Published online Feb 15, 2017. doi: 10.4251/wjgo.v9.i2.50
Peer-review started: August 11, 2016
First decision: September 12, 2016
Revised: October 23, 2016
Accepted: November 27, 2016
Article in press: November 29, 2016
Published online: February 15, 2017
Anal intraepithelial neoplasia (AIN) is a premalignant lesion of the anal mucosa that is a precursor to anal cancer. Although anal cancer is relatively uncommon, rates of this malignancy are steadily rising in the United States, and among certain high risk populations the incidence of anal cancer may exceed that of colon cancer. Risk factors for AIN and anal cancer consist of clinical factors and behaviors that are associated with the acquisition and persistence of human papilloma virus (HPV) infection. The strongest HPV-associated risk factors are HIV infection, receptive anal intercourse, and high risk sexual behavior. A history of HPV-mediated genital cancer, which suggests infection with an oncogenic HPV strain, is another risk factor for AIN/anal cancer. Because progression of AIN to anal cancer is known to occur in some individuals over several years, screening for AIN and early anal cancer, as well as treatment of advanced AIN lesions, is reasonable in certain high-risk populations. Although randomized controlled trials evaluating screening and treatment outcomes are lacking, experts support routine screening for AIN in high risk populations. Screening is performed using anal cytological exams, similar to those performed in cervical cancer screening programs, along with direct tissue evaluation and biopsy via high resolution anoscopy. AIN can be treated using topical therapies such as imiquimod, 5-flurouracil, and trichloroacetic acid, as well as ablative therapies such as electrocautery and laser therapy. Reductions in AIN and anal cancer rates have been shown in studies where high-risk populations were vaccinated against the oncogenic strains of HPV. Currently, the CDC recommends both high-risk and average-risk populations be vaccinated against HPV infection using the quadrivalent or nonavalent vaccines. It is important for clinicians to be familiar with AIN and the role of HPV vaccination, particularly in high risk populations.

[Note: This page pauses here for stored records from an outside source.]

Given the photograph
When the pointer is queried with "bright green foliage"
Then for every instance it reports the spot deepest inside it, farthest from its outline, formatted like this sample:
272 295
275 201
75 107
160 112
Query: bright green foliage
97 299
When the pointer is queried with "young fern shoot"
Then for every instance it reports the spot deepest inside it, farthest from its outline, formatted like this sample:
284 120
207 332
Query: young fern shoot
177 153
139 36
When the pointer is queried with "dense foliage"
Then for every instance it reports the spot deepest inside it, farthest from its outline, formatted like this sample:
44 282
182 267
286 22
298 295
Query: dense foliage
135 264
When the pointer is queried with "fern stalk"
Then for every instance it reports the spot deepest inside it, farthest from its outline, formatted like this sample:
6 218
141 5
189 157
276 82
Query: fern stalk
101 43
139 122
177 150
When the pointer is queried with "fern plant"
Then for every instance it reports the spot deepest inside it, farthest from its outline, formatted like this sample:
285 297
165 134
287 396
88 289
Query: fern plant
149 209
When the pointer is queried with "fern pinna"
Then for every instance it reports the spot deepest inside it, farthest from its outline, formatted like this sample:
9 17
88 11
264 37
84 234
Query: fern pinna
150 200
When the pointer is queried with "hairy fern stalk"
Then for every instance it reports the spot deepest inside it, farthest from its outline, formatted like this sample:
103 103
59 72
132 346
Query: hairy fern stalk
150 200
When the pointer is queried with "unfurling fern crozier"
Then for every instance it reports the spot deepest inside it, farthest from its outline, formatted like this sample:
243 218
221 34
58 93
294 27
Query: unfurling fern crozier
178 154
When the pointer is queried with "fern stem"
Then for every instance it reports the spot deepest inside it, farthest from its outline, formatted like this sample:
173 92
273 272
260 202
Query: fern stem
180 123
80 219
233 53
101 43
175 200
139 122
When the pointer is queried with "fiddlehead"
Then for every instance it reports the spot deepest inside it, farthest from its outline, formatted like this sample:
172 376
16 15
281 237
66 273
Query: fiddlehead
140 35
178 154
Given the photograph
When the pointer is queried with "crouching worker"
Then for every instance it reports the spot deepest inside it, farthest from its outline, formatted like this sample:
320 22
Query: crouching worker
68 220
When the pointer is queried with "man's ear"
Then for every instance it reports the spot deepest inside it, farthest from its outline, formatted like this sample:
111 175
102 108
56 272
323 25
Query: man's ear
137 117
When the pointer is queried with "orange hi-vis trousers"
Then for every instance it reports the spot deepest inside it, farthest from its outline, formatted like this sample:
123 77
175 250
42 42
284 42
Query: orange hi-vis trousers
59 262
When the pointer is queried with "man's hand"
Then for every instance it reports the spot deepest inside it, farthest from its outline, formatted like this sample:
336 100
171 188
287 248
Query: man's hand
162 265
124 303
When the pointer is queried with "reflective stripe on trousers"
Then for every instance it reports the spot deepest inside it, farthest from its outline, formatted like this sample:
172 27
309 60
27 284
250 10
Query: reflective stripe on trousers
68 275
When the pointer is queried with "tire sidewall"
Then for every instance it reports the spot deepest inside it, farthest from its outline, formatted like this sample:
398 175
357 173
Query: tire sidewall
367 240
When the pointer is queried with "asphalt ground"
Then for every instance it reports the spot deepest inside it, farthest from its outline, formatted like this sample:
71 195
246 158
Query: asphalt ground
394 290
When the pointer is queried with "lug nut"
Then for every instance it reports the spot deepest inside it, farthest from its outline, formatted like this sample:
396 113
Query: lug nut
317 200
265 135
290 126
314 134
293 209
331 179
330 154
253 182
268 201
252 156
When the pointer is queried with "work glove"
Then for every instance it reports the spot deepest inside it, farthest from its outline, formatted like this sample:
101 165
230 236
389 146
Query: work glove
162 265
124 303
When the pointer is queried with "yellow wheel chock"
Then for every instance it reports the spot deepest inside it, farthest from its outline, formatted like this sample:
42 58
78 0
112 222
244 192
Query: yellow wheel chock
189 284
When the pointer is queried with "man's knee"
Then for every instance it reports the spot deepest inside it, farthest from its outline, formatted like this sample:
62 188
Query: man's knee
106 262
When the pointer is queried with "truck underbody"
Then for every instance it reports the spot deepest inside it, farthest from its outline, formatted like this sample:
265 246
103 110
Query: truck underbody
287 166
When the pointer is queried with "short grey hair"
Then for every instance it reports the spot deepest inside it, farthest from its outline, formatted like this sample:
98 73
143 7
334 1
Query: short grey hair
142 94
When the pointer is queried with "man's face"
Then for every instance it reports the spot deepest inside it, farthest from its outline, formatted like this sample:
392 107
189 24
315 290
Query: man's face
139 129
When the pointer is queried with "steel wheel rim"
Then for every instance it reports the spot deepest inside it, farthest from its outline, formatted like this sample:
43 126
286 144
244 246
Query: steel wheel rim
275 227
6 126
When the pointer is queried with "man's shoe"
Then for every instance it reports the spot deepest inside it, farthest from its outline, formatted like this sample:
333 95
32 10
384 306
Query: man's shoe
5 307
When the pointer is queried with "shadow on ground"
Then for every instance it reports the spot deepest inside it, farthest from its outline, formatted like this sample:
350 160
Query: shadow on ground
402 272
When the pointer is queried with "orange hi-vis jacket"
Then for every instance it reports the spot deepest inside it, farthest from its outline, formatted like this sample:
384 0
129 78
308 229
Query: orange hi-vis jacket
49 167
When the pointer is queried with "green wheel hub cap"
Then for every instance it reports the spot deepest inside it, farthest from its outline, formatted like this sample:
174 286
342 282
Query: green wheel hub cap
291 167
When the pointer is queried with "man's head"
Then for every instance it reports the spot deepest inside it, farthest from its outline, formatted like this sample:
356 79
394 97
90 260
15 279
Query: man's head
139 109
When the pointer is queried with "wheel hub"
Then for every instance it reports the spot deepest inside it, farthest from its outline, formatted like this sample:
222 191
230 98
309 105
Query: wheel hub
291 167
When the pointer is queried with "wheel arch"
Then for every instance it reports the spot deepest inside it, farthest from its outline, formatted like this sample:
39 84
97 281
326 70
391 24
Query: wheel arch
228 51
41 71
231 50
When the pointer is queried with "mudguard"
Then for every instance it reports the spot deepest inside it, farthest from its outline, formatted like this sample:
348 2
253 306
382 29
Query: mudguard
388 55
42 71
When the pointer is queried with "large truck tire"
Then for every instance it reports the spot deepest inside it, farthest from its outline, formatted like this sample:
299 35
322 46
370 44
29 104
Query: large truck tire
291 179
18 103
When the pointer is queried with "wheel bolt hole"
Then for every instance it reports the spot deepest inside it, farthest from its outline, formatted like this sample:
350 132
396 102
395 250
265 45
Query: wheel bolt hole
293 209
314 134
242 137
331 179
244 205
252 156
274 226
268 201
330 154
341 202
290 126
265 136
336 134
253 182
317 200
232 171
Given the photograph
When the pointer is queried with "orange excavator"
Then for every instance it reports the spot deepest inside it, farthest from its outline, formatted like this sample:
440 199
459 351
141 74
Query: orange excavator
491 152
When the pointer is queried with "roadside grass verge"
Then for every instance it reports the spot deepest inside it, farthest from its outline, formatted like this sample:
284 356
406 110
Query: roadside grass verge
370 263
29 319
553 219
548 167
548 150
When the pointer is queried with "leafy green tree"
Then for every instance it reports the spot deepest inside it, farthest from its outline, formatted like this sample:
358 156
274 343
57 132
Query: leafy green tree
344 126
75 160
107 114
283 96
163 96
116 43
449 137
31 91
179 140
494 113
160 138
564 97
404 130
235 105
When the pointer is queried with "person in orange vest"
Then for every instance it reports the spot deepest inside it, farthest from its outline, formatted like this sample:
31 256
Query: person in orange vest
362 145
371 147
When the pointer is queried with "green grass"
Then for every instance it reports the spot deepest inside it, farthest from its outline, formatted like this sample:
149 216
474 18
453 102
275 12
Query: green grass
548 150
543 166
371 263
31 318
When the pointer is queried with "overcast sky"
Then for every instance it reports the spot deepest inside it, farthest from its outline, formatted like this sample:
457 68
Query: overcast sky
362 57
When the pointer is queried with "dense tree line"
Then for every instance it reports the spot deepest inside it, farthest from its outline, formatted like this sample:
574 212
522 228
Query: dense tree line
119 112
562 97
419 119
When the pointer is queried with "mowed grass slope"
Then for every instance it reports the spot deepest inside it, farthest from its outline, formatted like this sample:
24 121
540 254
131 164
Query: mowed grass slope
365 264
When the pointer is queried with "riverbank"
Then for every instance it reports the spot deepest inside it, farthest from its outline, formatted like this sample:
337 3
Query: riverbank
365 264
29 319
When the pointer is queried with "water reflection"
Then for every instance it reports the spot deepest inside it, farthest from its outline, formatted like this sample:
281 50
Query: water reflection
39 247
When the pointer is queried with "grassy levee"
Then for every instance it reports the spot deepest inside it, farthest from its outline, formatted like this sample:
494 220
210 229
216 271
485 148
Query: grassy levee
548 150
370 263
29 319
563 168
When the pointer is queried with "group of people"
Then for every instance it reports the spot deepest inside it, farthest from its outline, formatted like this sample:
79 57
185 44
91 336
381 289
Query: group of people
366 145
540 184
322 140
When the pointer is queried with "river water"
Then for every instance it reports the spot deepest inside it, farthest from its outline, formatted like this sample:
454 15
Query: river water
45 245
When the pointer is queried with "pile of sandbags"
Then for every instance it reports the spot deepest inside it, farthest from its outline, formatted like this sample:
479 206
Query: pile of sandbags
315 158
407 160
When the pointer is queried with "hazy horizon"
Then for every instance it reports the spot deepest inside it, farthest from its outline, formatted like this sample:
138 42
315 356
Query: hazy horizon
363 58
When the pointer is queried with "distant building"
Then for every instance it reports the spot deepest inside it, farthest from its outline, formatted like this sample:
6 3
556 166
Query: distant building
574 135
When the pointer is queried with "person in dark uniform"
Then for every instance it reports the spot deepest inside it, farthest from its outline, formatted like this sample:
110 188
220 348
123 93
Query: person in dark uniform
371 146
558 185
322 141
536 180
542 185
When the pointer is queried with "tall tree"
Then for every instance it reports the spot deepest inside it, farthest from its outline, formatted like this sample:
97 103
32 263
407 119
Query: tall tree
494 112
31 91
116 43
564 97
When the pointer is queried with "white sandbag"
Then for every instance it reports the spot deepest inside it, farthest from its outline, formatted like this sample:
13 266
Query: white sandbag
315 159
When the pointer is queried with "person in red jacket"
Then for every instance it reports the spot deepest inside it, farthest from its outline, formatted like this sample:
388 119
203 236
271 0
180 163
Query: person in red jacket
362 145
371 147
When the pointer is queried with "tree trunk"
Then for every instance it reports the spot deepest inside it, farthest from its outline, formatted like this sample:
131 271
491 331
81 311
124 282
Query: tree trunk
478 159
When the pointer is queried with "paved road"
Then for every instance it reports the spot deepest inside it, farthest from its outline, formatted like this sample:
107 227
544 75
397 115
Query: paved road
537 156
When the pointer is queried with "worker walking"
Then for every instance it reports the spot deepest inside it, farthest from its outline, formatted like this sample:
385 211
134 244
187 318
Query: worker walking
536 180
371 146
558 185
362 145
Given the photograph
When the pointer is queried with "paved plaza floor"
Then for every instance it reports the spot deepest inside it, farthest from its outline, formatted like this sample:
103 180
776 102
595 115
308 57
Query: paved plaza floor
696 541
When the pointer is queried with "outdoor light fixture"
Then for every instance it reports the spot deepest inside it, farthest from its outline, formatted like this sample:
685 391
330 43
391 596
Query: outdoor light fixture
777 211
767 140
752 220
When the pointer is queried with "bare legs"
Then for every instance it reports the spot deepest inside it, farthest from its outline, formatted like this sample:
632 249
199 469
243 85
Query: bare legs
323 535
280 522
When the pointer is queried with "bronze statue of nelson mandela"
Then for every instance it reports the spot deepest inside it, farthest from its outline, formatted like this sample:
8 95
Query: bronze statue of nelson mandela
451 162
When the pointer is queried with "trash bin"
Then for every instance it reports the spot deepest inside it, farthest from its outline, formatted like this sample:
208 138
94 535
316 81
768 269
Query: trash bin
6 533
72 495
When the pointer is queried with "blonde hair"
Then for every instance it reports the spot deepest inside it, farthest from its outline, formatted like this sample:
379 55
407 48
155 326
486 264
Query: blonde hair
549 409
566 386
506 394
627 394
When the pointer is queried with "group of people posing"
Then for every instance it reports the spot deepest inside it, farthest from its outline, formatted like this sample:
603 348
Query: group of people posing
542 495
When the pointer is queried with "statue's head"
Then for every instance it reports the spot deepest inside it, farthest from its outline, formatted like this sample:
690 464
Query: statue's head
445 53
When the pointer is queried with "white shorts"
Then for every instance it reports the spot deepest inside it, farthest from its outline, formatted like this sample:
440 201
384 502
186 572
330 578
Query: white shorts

Core tip: Anal intraepithelial neoplasia (AIN) is the precursor lesion to anal squamous cell carcinoma. AIN incidence is low in the general population, but rivals colon cancer in high risk groups, particularly those with human immunodeficiency virus infection and men who have sex with men. Thus, screening for AIN and early anal cancer and treatment of these lesions at expert centers should be considered in high risk populations. Screening is performed using anal cytology and high resolution anoscopy, and treatment consists of either topical or ablative therapies. Finally, human papillomavirus vaccination appears to reduce the rate of AIN and possibly anal cancer.